A October 2013 official report to the Florida governor revealed that Rose was one of four inmates from Florida's death row who did not timely file a federal habeas corpus petition under the AEDPA within the time frame allowed.

==2016 murder charge and second trial==
In 2015, 40 years after the murder of Jean Savage, cold case investigators managed to make a breakthrough in solving the case, after DNA tests matched James Rose as the owner of the DNA profile found on the scene of crime and evidence. Based on the DNA test results, the cold case investigators probed Rose regarding the killing, and Rose eventually confessed to the murder, for which he was charged. On September 30, 2016, Rose was formally indicted by a grand jury for the murder of Savage, 41 years after she was killed.

On December 12, 2016, Rose was transferred to the Palm Beach County Jail, where he would be detained while pending trial for the murder of Savage. He was first arraigned on December 13, 2016, at the Palm Beach County Circuit Court.

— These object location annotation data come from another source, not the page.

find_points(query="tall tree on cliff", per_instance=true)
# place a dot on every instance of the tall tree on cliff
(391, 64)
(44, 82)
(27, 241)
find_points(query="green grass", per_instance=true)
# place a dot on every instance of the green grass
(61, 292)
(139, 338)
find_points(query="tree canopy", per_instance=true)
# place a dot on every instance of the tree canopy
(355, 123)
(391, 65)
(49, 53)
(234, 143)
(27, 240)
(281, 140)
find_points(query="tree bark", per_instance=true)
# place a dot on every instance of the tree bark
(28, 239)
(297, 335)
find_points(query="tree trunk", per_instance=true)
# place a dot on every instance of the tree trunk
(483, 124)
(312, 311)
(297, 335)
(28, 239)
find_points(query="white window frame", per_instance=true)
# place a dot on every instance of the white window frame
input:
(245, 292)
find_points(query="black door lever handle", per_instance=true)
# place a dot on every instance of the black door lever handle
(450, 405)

On November 19, 2018, Rose admitted to the first-degree murder of Savage under a plea agreement in which prosecutors agreed not to seek the death penalty. After Rose submitted his guilty plea, Circuit Judge Laura S. Johnson sentenced Rose to life imprisonment without the possibility of parole.

==Current status and aftermath==
As of 2026, James Rose remains on death row at the Union Correctional Institution.

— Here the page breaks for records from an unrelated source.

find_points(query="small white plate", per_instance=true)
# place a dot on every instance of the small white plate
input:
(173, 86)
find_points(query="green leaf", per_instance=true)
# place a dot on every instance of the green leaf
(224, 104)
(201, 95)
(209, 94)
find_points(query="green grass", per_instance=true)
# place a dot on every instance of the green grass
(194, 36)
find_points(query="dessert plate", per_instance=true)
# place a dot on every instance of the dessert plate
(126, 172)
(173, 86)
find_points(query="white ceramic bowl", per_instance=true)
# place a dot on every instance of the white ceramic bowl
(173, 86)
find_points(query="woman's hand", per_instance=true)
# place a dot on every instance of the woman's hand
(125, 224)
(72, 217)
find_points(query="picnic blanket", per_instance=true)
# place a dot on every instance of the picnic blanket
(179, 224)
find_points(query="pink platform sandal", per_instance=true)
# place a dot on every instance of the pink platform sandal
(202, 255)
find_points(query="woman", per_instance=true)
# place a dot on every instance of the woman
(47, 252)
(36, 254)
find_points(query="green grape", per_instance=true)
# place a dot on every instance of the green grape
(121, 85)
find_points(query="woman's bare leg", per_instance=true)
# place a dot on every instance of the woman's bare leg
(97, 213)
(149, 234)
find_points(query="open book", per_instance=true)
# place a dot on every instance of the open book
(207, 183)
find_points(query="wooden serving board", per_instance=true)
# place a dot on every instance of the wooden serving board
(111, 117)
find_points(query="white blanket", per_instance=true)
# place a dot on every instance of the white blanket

As of May 2019, Rose was listed as one of Florida's 19 inmates condemned to death row for murders that took place within Hillsborough County. A 2026 report showed that Rose was South Florida's longest-serving death row inmate. Overall, as of September 2026, Rose is the third longest-serving death row prisoner in the whole of Florida, only surpassed by Tommy Zeigler (July 16, 1976) and Henry Perry Sireci (November 15, 1976),

Additionally, Rose, who was born on December 19, 1945, was the fifth oldest inmate in Florida's death row as of June 2026, chronologically younger than Daniel Burns Jr. (January 29, 1945), Harry Franklin Phillips (April 21, 1945), Tommy Zeigler (July 25, 1945) and Dominick Anthony Occhicone Jr. (August 29, 1945 - July 28, 2026).

In March 2024, reports highlighted a notable trend on Florida's death row: many condemned inmates had outlived the judges who originally sentenced them to death, and Rose was notably one of those prisoners. The judge who presided over his trial and imposed the death sentence, M. Daniel Futch Jr., died in 2009 at the age of 75, 32 years after sending Rose to death row.